Unlike the Orange County Performing Arts Center or art museums that start filling their calendars one or two years in advance, pop music facilities pencil in their lineups month to month or even week to week, which makes gazing at crystal balls particularly tough.
But the early indications are that 1988 will pretty much mirror the sort of balance, dynamics and number of shows that 1987 offered.
Both outdoor amphitheaters had busy '87 seasons. While there may not be as many major tours this year as their were in '87, it's safe to figure another 35-45 shows at each facility.
An official at Avalon Attractions, which books Irvine Meadows shows and also booked the three concerts at Anaheim Stadium in 1987, said pop fans will probably see a return visit by Pink Floyd next summer, possibly in Orange County--which would indicate Anaheim Stadium.

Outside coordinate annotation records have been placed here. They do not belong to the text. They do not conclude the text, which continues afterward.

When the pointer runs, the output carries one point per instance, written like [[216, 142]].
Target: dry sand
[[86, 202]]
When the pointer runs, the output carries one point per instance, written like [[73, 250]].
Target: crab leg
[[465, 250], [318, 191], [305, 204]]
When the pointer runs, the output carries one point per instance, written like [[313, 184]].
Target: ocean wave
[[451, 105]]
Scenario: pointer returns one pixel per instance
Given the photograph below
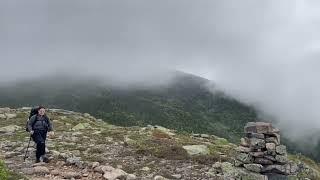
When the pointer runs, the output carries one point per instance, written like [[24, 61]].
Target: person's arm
[[31, 122]]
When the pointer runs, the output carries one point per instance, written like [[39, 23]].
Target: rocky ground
[[88, 148]]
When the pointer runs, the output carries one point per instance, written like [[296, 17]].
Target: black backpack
[[34, 111]]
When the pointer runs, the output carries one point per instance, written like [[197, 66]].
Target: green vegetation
[[4, 173], [185, 105]]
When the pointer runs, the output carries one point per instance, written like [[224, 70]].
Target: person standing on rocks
[[39, 125]]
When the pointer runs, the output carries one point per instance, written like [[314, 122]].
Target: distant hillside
[[185, 104], [84, 147]]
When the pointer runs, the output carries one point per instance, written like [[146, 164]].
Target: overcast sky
[[264, 53]]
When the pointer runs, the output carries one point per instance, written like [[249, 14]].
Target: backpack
[[34, 111]]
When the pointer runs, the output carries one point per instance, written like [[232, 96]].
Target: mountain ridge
[[88, 148]]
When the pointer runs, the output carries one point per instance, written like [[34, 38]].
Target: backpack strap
[[46, 119], [34, 122]]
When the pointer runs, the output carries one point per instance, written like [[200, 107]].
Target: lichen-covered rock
[[257, 143], [254, 167], [281, 149], [258, 127], [245, 158], [196, 149]]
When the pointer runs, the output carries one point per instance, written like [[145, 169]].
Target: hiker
[[38, 126]]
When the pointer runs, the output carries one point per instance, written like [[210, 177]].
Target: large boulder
[[197, 149]]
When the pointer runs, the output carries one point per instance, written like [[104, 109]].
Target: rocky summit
[[84, 147]]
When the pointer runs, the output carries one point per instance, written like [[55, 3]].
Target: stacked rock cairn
[[261, 152]]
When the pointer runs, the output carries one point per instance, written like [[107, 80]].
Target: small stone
[[177, 176], [258, 127], [257, 143], [263, 161], [243, 149], [55, 172], [281, 149], [73, 160], [196, 149], [115, 174], [253, 167], [238, 163], [271, 148], [281, 159], [244, 142], [205, 136], [217, 165], [70, 175], [159, 178], [107, 168], [145, 169], [10, 115], [275, 168], [273, 140], [131, 177], [255, 135], [271, 158], [257, 154], [41, 170], [95, 164], [245, 158]]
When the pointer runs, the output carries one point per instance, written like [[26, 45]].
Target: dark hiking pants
[[39, 137]]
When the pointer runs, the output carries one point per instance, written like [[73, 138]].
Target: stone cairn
[[261, 152]]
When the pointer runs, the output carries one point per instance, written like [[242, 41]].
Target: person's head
[[41, 110]]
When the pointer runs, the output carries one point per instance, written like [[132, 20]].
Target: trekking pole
[[25, 156]]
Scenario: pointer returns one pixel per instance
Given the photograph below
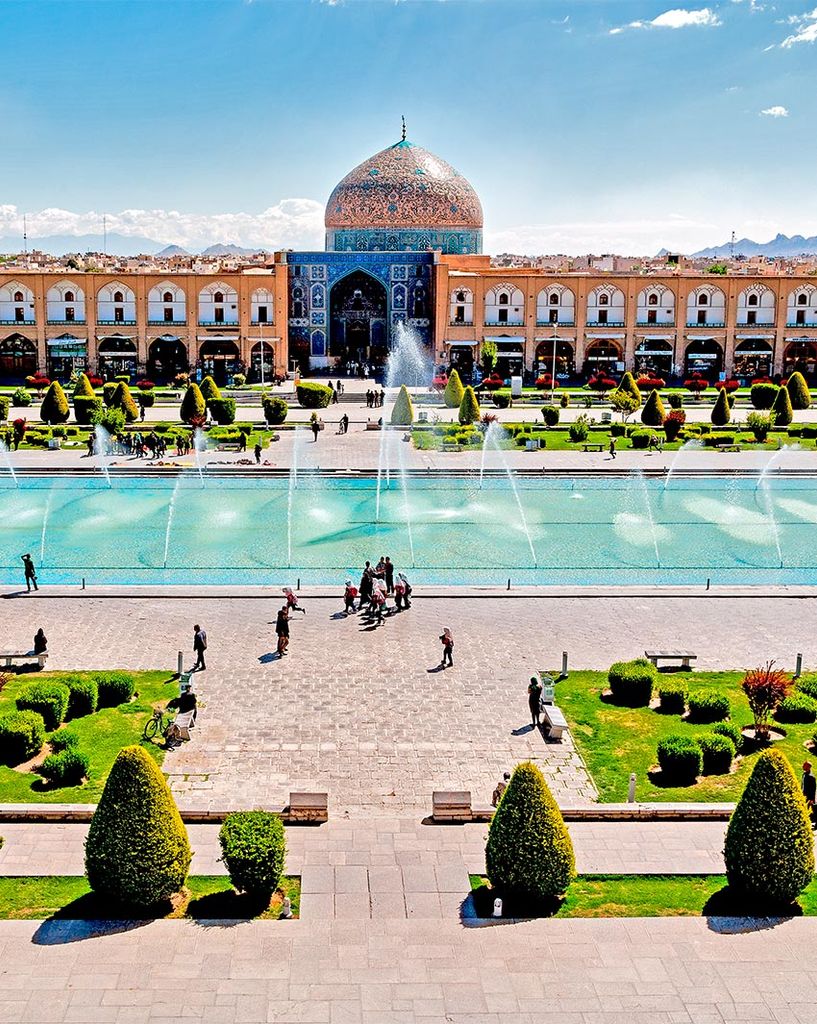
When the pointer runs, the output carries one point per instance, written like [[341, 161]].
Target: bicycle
[[157, 723]]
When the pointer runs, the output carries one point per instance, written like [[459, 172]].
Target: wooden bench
[[450, 805], [684, 656], [9, 658], [555, 721]]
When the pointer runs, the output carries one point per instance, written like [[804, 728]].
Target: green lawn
[[615, 740], [101, 736], [645, 896], [69, 897]]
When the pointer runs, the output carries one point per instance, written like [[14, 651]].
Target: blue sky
[[585, 125]]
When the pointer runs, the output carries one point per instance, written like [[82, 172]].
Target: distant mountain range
[[114, 245], [780, 245]]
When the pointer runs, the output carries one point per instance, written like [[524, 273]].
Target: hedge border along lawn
[[649, 896], [36, 897], [615, 740], [101, 735]]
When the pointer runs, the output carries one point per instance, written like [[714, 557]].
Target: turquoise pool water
[[576, 530]]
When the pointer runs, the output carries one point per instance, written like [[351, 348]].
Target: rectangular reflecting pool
[[439, 529]]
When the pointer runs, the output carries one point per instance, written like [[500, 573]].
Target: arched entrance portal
[[17, 358], [357, 309], [166, 357], [219, 359]]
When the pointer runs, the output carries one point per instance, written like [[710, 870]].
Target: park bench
[[555, 721], [684, 656], [10, 658], [450, 805]]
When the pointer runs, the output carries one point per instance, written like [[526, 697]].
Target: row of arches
[[166, 356], [116, 303], [656, 304]]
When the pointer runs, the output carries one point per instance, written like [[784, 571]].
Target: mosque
[[403, 245]]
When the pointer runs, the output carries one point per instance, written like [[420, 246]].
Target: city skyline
[[605, 126]]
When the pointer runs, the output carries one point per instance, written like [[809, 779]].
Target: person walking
[[447, 647], [40, 642], [283, 630], [534, 701], [30, 570], [200, 646], [809, 786]]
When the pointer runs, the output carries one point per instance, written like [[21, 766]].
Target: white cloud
[[292, 223], [676, 18]]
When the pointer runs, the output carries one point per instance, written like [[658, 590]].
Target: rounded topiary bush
[[254, 849], [680, 758], [731, 731], [22, 735], [707, 706], [528, 855], [275, 410], [137, 850], [83, 695], [48, 699], [718, 754], [673, 697], [114, 688], [69, 767], [631, 682], [769, 848], [798, 709], [313, 395], [402, 415]]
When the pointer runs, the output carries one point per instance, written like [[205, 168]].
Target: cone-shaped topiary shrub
[[403, 413], [469, 407], [83, 389], [769, 849], [453, 395], [123, 399], [653, 413], [629, 386], [209, 389], [722, 411], [529, 855], [54, 408], [254, 849], [137, 850], [781, 410], [799, 390], [192, 404]]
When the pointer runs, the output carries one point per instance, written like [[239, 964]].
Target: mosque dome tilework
[[403, 186]]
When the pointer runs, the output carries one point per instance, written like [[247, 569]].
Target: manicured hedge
[[254, 848], [707, 706], [312, 395], [22, 735], [631, 682], [680, 758], [48, 699]]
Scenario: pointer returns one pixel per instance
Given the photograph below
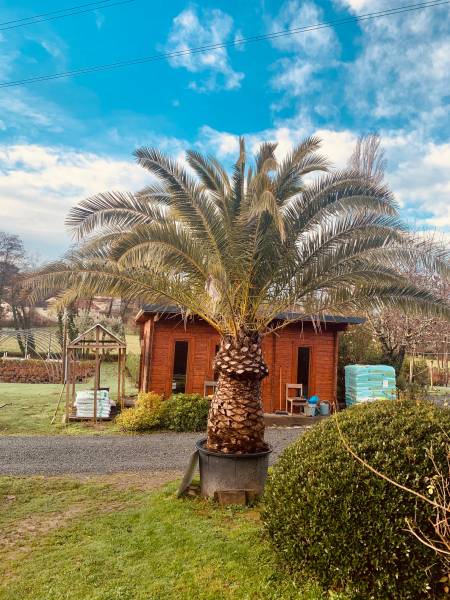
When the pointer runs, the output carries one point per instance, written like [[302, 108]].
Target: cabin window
[[303, 362], [180, 367]]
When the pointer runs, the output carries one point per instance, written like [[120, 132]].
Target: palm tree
[[236, 250]]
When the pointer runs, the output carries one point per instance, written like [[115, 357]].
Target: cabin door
[[180, 367], [304, 368]]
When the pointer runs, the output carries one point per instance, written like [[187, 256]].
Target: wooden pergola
[[99, 340]]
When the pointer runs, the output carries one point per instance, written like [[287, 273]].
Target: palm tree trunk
[[236, 418]]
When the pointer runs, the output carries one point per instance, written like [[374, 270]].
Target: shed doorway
[[180, 362], [303, 368]]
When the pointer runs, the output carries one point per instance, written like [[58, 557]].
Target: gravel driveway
[[61, 455]]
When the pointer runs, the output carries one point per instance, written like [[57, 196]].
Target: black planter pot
[[225, 472]]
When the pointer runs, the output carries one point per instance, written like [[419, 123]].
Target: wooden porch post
[[96, 378]]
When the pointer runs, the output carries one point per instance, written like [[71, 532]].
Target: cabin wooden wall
[[280, 351]]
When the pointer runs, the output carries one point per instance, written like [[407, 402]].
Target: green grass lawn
[[32, 405], [63, 539]]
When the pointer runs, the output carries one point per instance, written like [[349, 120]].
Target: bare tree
[[12, 255]]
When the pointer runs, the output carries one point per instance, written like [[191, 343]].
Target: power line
[[256, 38], [61, 13]]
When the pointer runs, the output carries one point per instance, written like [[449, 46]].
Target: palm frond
[[112, 209]]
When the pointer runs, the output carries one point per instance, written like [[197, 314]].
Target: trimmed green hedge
[[331, 518], [185, 412], [181, 412]]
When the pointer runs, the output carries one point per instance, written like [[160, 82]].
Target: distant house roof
[[149, 309]]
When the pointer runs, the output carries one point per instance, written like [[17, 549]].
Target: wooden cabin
[[177, 356]]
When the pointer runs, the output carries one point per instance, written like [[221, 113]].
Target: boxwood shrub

Irvine Meadows will again attempt to provide "a little something for everyone," Avalon Vice President Steve Rennie said, and he confirmed dates with George Michael, the Oak Ridge Boys and the Grateful Dead. In addition, because the Pacific Symphony's first pops concert at Irvine Meadows went over successfully last August, the Santa Ana-based orchestra will be back for five more pops concerts this summer.
Officials at the Pacific Amphitheatre were not available this week to evaluate the outlook at that facility in the coming year.
The Coach House shows no signs of letting loose of its hold on the title of the county's premiere concert club. January and February bookings include B.B. King, Jr. Walker & the All-Stars, Social Distortion, the prestigious Antone's West touring show from Texas with many blues performers, Joe Ely, Nina Hagen, Sonny Rollins, The Mission U.K. and Pieces of a Dream.
Likewise, the 2,500-seat Celebrity Theatre's preliminary 1988 lineup maintains a healthy diversity among pop, country, R&B and comedy with George Carlin, the Robert Cray Band, Lee Ritenour, Kenny Rogers, Merle Haggard and a bill featuring the Manhattans, Chi-Lites and Dramatics.
The only hints of changes on the local clubs scene are from the indefatigable Sam Lanni, former owner of Safari Sam's. Despite bureaucratic brick walls in many cities where he has tried to open a new nightclub-contemporary culture center, Lanni is still plugging away. Expect to see him active in the coming year.
Otherwise, in the foreseeable future it looks like the responsibility for booking local bands will remain with Big John's in Anaheim and Night Moves in Huntington Beach. In the next few weeks, Big John's will be bringing in the Meat Puppets, the Joneses, Ann DeJarnett, 3-D Picnic and the Screamin' Sirens.
Disc jockey Gary Tesch recently took over bookings at Night Moves but has retained the approach of previous booking agent Paul Sanders. In 1988, expect more of the likes of the Vandals, T.S.O.L., Tender Fury, the Crowd and other hard-edged Southland bands.
Finally, Johnny Cash's concert Jan. 19 at the Orange County Performing Arts Center suggests that center officials are beginning to follow through on the promise to offer some pop and country shows, in addition to the main diet of classical music and dance events. That show is produced by an outside promoter--not the center itself--but the willingness to open the $73-million facility to a wider range of performance is a good sign.